= Richard Robinson (actor) =

Richard Robinson (died March 1648) was an actor in English Renaissance theatre and a member of Shakespeare's company the King's Men.

==Biography==
Robinson started out as a boy player with the company; in 1611 he played the Lady in their production of The Second Maiden's Tragedy. He was cast in their production of Ben Jonson's Catiline in the same year, and in their Bonduca, c. 1613. He became a sharer in the King's Men in 1619, perhaps succeeding Richard Cowley; and he was cast in their revival of Webster's The Duchess of Malfi c. 1621. Robinson reportedly played the part of Wittipol in Jonson's The Devil is an Ass in 1616. In the printed text of that play (1631), Jonson praises Robinson's acting of female roles and calls him an "ingenious youth." Robinson played the role of Aesopus in the company's 1626 production of Massinger's The Roman Actor, and Count Orsinio in Lodowick Carlell's The Deserving Favourite (1629).

Robinson is included in the cast lists for the company's productions of Bonduca, The Double Marriage, A Wife for a Month, and The Wild Goose Chase, plays in the canon of John Fletcher and his collaborators.

According to the last will and testament of Nicholas Tooley, Robinson owed Tooley £29 13s. in 1623; Tooley forgave the debt in his will. Robinson married Winifred Burbage (d.1642), the widow of Richard Burbage. Together with Cuthbert Burbage, William Heminges, Joseph Taylor and John Lowin, Robinson and his wife, Winifred, filed a Bill of Complaint on 28 January 1632 in the Court of Requests against the owner of the Globe, Sir Matthew Brend, in order to obtain confirmation of an extension of the 31-year lease originally granted by Sir Matthew Brend's father, Nicholas Brend.

Robinson was one of the King's Men who signed the dedication of the first Beaumont and Fletcher folio in 1647.
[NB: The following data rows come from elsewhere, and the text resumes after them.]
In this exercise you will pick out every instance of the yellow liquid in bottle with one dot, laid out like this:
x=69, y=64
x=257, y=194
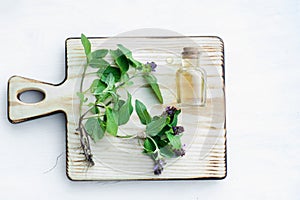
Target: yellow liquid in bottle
x=190, y=84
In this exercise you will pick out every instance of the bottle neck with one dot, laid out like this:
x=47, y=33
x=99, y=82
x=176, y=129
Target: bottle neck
x=190, y=62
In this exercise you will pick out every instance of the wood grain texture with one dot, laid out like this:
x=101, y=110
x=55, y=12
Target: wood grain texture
x=119, y=159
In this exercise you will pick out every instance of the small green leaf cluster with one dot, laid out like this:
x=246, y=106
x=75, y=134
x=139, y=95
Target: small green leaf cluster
x=162, y=134
x=108, y=110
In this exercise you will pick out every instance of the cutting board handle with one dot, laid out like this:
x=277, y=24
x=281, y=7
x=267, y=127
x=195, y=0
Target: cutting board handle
x=19, y=111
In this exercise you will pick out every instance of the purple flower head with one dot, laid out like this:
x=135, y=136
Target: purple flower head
x=170, y=110
x=178, y=129
x=179, y=152
x=158, y=167
x=153, y=65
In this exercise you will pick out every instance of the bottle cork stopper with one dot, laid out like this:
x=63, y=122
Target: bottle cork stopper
x=190, y=52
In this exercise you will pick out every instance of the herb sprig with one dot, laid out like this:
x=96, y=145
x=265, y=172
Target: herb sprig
x=107, y=110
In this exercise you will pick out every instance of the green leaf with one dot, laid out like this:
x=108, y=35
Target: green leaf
x=152, y=81
x=86, y=44
x=120, y=60
x=112, y=122
x=167, y=151
x=175, y=118
x=98, y=63
x=149, y=146
x=125, y=111
x=110, y=70
x=94, y=129
x=128, y=54
x=142, y=112
x=100, y=53
x=81, y=97
x=174, y=140
x=110, y=81
x=97, y=87
x=155, y=126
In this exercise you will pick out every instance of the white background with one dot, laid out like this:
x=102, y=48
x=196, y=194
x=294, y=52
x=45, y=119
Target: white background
x=262, y=46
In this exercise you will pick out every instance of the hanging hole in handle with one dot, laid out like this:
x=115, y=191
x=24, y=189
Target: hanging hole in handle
x=31, y=96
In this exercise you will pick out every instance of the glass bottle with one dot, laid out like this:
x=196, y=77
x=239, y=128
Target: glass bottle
x=191, y=79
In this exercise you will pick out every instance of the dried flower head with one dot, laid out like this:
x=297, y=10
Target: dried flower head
x=158, y=167
x=170, y=110
x=179, y=152
x=152, y=65
x=178, y=129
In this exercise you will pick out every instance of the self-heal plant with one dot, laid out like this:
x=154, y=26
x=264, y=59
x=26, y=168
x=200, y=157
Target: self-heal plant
x=107, y=110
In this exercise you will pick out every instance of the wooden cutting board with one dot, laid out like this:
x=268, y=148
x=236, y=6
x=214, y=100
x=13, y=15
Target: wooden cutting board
x=119, y=159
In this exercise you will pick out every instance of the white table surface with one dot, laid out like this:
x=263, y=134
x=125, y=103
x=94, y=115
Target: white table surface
x=262, y=46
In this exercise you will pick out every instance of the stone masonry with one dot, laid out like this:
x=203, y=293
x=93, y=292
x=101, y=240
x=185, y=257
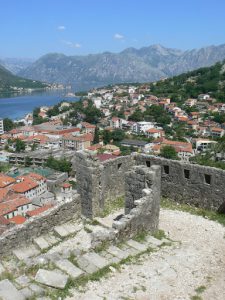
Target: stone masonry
x=142, y=202
x=99, y=182
x=189, y=183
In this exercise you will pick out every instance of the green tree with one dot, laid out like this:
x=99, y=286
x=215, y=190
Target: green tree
x=118, y=135
x=62, y=165
x=137, y=116
x=107, y=136
x=8, y=124
x=28, y=161
x=96, y=136
x=168, y=152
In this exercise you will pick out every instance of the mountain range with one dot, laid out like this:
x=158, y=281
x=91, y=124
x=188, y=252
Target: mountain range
x=15, y=65
x=146, y=64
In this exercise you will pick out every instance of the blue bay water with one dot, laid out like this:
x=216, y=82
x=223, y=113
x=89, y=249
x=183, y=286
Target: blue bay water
x=17, y=107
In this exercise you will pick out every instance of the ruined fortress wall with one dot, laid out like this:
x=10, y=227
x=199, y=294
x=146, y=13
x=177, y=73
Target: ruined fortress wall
x=142, y=204
x=188, y=183
x=99, y=182
x=113, y=177
x=20, y=235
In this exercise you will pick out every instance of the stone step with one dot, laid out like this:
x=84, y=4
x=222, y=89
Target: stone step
x=27, y=293
x=61, y=231
x=23, y=281
x=41, y=243
x=111, y=258
x=36, y=289
x=53, y=278
x=86, y=265
x=117, y=252
x=96, y=259
x=73, y=227
x=26, y=252
x=129, y=250
x=2, y=269
x=52, y=239
x=136, y=245
x=9, y=292
x=66, y=266
x=153, y=242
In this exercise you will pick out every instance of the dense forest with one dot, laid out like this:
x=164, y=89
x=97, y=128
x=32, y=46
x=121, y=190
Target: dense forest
x=210, y=80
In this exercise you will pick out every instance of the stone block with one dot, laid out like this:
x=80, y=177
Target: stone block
x=96, y=259
x=9, y=292
x=61, y=231
x=66, y=266
x=86, y=265
x=28, y=294
x=153, y=242
x=52, y=239
x=38, y=291
x=41, y=243
x=26, y=252
x=51, y=278
x=22, y=281
x=136, y=245
x=2, y=269
x=117, y=252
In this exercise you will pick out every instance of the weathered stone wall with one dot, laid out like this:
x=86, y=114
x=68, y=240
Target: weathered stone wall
x=142, y=205
x=99, y=182
x=113, y=177
x=188, y=183
x=20, y=235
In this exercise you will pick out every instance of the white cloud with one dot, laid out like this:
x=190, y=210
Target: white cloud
x=71, y=44
x=61, y=27
x=118, y=36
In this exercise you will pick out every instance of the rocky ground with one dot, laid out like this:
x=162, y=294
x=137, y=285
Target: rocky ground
x=188, y=264
x=194, y=268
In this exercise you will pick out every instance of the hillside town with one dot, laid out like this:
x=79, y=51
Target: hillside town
x=111, y=122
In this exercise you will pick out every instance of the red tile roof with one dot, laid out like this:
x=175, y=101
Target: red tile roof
x=25, y=185
x=18, y=220
x=5, y=180
x=12, y=205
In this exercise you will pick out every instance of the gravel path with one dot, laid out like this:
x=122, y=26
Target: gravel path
x=172, y=273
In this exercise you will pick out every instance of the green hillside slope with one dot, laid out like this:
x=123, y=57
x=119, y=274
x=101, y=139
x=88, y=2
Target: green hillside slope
x=210, y=80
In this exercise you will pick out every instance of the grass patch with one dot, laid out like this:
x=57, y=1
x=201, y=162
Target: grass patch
x=205, y=213
x=82, y=281
x=112, y=206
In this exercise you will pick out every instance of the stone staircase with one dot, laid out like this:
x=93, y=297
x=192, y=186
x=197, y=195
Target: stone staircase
x=57, y=261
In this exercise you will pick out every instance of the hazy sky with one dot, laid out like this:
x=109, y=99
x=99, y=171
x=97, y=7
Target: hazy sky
x=31, y=28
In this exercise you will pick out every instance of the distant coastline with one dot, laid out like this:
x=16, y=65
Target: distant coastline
x=17, y=106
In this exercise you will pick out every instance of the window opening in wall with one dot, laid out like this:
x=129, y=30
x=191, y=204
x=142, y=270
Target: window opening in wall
x=207, y=178
x=148, y=163
x=166, y=169
x=187, y=173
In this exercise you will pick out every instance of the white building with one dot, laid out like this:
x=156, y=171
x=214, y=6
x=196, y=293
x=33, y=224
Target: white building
x=142, y=127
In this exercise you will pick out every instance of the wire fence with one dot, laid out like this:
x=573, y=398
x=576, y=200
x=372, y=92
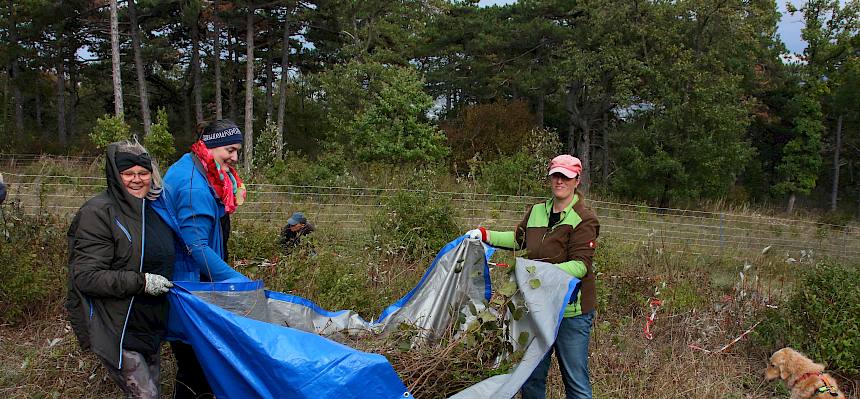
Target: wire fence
x=355, y=208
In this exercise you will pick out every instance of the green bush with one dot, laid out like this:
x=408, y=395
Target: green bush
x=32, y=273
x=109, y=129
x=298, y=169
x=512, y=175
x=159, y=143
x=265, y=147
x=416, y=223
x=821, y=318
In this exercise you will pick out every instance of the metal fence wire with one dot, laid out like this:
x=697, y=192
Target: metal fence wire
x=354, y=208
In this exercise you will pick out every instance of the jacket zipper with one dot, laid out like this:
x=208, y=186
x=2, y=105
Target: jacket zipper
x=140, y=270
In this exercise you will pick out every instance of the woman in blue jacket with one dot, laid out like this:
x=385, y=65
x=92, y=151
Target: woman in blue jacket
x=201, y=190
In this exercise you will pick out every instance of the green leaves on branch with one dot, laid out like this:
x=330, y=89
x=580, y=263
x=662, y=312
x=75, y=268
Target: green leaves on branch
x=379, y=113
x=801, y=159
x=159, y=143
x=109, y=129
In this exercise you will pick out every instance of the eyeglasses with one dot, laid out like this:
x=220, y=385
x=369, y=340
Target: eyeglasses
x=145, y=175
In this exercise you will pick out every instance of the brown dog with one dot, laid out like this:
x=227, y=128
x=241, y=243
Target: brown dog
x=805, y=378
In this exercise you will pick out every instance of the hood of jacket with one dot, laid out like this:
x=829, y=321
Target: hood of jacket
x=126, y=203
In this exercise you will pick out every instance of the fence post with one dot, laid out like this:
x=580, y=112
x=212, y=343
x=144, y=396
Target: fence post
x=722, y=236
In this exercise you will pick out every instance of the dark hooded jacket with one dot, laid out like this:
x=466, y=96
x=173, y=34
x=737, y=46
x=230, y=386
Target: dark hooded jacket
x=113, y=240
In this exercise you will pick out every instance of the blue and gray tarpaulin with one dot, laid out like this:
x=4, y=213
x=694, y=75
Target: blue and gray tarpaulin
x=255, y=343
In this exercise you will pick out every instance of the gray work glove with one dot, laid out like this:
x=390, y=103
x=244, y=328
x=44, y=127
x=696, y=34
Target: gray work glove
x=156, y=284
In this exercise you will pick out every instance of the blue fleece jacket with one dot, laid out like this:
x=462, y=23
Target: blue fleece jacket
x=191, y=209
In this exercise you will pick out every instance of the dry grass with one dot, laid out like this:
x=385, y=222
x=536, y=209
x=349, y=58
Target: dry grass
x=43, y=360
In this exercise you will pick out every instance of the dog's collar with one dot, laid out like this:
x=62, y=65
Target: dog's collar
x=805, y=376
x=832, y=390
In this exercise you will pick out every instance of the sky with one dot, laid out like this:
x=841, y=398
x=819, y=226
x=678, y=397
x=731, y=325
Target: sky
x=788, y=29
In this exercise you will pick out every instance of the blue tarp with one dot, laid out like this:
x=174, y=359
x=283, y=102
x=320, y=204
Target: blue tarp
x=254, y=343
x=246, y=358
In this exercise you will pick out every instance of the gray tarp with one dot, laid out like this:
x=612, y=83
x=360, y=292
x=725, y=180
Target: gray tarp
x=459, y=276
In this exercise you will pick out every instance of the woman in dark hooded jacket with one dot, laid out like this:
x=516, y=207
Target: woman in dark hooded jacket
x=120, y=255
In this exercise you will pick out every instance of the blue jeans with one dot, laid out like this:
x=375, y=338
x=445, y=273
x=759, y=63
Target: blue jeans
x=571, y=349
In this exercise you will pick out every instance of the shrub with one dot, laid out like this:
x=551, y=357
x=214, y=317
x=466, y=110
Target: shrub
x=378, y=111
x=298, y=169
x=524, y=172
x=109, y=129
x=33, y=249
x=821, y=318
x=513, y=175
x=416, y=223
x=478, y=127
x=159, y=143
x=265, y=147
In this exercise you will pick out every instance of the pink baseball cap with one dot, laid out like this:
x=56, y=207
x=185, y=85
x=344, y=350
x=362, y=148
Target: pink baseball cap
x=567, y=165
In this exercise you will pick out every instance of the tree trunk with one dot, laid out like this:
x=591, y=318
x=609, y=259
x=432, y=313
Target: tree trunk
x=186, y=114
x=539, y=109
x=605, y=171
x=61, y=93
x=249, y=90
x=569, y=101
x=75, y=98
x=270, y=85
x=216, y=61
x=233, y=66
x=834, y=193
x=791, y=199
x=138, y=66
x=195, y=68
x=584, y=155
x=114, y=45
x=39, y=124
x=282, y=97
x=13, y=72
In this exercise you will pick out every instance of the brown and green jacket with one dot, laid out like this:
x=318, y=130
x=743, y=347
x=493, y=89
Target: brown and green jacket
x=569, y=244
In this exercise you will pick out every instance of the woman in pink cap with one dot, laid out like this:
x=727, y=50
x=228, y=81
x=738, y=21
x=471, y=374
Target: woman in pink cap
x=563, y=231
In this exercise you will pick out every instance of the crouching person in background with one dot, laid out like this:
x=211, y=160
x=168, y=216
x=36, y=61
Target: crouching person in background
x=120, y=252
x=291, y=235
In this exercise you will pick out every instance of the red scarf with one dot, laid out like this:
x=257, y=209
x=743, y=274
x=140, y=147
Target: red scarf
x=225, y=180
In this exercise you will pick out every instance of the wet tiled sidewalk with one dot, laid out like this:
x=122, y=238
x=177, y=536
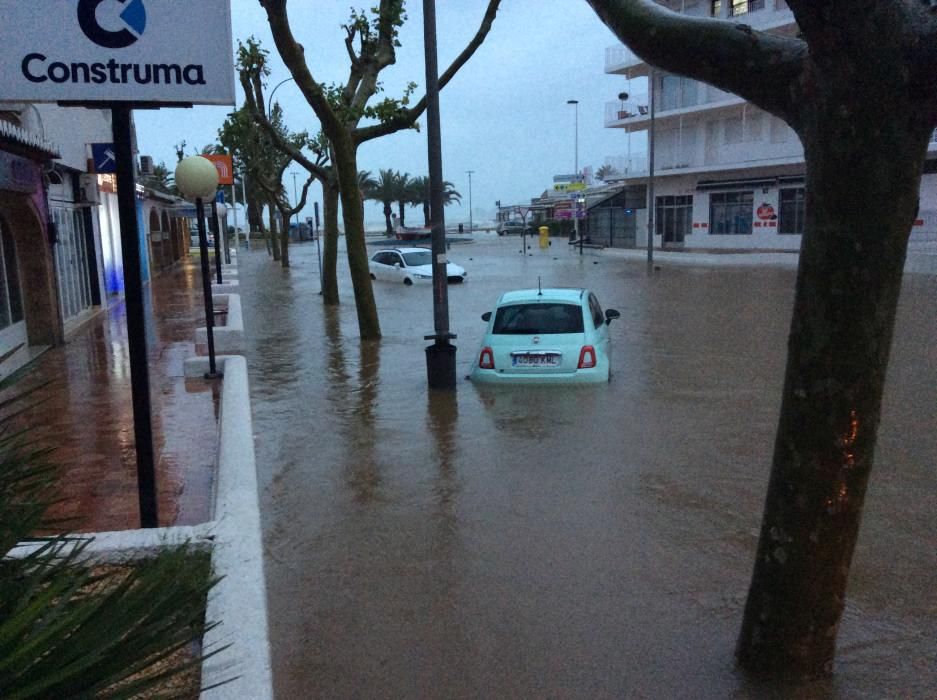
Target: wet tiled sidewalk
x=85, y=413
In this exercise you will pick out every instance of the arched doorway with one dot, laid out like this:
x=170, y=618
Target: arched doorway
x=29, y=313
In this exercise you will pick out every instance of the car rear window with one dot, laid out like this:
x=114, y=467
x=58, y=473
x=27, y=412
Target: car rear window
x=538, y=319
x=423, y=257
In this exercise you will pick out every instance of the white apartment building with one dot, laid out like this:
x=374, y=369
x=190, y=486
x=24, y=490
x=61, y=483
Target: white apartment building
x=727, y=175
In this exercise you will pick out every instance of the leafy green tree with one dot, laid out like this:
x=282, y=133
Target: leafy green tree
x=605, y=172
x=386, y=190
x=253, y=71
x=371, y=40
x=419, y=196
x=858, y=84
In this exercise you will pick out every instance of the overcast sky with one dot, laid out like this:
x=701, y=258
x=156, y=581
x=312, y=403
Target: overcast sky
x=505, y=114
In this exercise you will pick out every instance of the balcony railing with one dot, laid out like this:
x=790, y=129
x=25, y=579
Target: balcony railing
x=618, y=110
x=620, y=57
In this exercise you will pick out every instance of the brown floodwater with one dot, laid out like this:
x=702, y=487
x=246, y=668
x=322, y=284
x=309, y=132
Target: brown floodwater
x=562, y=542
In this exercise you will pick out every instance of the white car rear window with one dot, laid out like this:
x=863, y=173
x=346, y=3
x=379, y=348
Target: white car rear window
x=538, y=319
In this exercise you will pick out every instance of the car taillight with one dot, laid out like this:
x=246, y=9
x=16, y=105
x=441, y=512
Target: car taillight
x=486, y=360
x=586, y=357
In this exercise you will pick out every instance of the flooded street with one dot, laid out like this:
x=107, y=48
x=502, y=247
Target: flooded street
x=564, y=543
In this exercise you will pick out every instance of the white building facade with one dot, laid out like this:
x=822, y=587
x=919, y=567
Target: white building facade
x=727, y=175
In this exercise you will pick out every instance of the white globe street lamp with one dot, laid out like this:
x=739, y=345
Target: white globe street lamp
x=197, y=179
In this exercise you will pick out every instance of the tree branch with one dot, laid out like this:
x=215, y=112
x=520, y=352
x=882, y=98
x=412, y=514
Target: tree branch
x=765, y=69
x=293, y=56
x=408, y=117
x=316, y=169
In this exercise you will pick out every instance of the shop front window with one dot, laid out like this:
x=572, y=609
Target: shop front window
x=730, y=213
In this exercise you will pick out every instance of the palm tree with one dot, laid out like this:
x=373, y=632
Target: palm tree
x=385, y=191
x=366, y=185
x=69, y=628
x=419, y=195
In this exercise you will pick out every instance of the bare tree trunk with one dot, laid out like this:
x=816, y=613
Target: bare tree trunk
x=255, y=221
x=330, y=242
x=346, y=165
x=848, y=284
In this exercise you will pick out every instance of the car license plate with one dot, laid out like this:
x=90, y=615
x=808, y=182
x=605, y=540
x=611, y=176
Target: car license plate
x=535, y=360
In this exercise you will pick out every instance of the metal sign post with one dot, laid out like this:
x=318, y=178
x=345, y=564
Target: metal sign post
x=136, y=327
x=121, y=56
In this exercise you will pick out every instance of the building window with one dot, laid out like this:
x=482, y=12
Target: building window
x=741, y=7
x=734, y=130
x=673, y=218
x=731, y=213
x=792, y=210
x=11, y=301
x=675, y=92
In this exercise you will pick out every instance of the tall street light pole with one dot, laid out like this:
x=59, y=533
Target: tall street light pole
x=295, y=200
x=440, y=356
x=575, y=103
x=471, y=227
x=650, y=176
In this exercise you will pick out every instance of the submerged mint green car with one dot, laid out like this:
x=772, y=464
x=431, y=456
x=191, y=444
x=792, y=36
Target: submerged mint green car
x=545, y=336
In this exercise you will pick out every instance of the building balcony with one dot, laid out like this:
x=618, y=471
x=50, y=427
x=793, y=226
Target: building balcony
x=620, y=59
x=763, y=15
x=634, y=113
x=685, y=163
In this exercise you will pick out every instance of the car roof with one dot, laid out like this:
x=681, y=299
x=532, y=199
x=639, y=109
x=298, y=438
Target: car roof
x=402, y=250
x=567, y=294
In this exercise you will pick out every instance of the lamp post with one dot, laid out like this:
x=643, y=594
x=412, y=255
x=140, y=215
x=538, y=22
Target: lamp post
x=575, y=103
x=214, y=231
x=575, y=135
x=471, y=227
x=650, y=176
x=197, y=179
x=295, y=201
x=441, y=355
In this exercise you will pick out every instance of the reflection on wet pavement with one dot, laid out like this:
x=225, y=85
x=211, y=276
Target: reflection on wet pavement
x=575, y=543
x=85, y=413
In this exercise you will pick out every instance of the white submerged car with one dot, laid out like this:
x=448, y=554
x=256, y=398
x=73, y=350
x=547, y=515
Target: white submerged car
x=410, y=265
x=545, y=336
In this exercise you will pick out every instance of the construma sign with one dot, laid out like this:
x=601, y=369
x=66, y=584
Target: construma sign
x=140, y=51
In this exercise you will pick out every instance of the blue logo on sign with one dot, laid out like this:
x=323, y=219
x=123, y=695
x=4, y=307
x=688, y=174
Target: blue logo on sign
x=133, y=16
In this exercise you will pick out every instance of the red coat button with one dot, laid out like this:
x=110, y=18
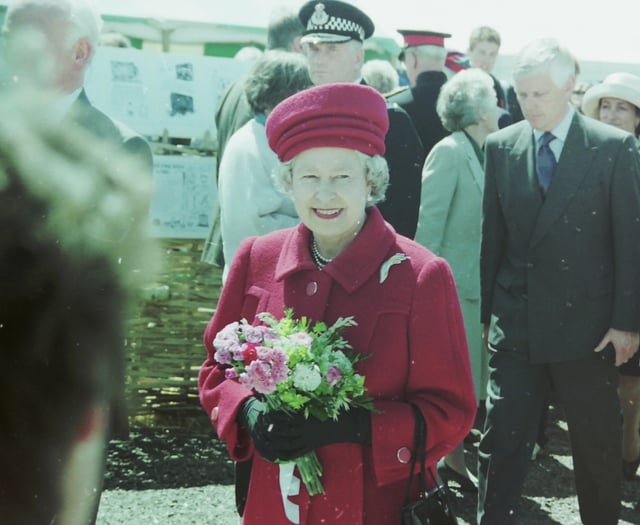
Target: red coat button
x=312, y=288
x=403, y=455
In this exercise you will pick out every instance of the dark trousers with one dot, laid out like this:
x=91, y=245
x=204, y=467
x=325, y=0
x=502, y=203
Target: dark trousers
x=517, y=394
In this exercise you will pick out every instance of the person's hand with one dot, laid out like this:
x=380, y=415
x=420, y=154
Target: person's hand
x=624, y=343
x=268, y=430
x=307, y=434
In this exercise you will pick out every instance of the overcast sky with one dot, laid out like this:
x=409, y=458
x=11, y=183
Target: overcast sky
x=602, y=31
x=605, y=31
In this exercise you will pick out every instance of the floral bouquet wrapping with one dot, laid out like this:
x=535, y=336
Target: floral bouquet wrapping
x=295, y=365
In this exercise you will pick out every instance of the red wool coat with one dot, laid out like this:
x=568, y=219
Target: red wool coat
x=411, y=325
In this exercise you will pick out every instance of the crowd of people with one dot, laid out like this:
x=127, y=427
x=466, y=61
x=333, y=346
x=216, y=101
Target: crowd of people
x=531, y=204
x=484, y=237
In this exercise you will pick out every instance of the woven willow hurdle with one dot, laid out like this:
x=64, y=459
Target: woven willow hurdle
x=164, y=344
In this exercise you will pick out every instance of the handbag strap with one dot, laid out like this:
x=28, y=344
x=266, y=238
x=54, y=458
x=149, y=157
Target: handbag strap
x=418, y=453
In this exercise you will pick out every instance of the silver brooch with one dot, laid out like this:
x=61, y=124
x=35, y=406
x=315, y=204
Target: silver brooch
x=320, y=16
x=386, y=266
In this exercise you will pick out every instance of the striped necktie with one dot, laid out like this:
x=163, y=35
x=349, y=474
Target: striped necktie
x=545, y=161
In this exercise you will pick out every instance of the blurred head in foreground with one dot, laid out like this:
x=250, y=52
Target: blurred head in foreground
x=70, y=254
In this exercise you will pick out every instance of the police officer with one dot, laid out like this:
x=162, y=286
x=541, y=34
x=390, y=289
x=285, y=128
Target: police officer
x=424, y=56
x=333, y=43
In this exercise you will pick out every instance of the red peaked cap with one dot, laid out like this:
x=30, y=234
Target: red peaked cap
x=350, y=116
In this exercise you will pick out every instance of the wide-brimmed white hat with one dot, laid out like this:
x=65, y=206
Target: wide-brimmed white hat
x=624, y=86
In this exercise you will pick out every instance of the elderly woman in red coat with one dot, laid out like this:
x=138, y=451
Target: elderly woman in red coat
x=342, y=260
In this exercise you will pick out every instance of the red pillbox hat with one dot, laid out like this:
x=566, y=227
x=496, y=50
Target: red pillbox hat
x=350, y=116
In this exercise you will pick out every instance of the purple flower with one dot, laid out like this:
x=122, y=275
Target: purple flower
x=222, y=355
x=301, y=339
x=254, y=334
x=333, y=375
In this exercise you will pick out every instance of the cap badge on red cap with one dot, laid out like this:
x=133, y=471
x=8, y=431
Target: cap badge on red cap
x=320, y=16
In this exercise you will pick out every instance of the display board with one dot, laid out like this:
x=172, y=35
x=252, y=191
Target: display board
x=158, y=93
x=183, y=196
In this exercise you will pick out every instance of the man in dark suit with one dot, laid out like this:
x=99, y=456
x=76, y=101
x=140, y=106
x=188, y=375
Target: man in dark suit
x=333, y=43
x=560, y=286
x=51, y=45
x=424, y=57
x=233, y=111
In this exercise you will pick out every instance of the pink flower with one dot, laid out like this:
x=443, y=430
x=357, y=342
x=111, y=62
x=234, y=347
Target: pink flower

Seventeenth-century sources, including James Wright's Historia Histrionica (1699), falsely report that Robinson was killed in the siege of Basing House in October 1645, during the English Civil War. Richard Robinson was probably confused with another actor with a similar name; there was more than one Robinson in Caroline era theatre —; though the actor in question was most likely comedian and fellow King's Man William Robbins. In fact, Richard Robinson was buried at St. Anne's Church, in Blackfriars, on 23 March 1648.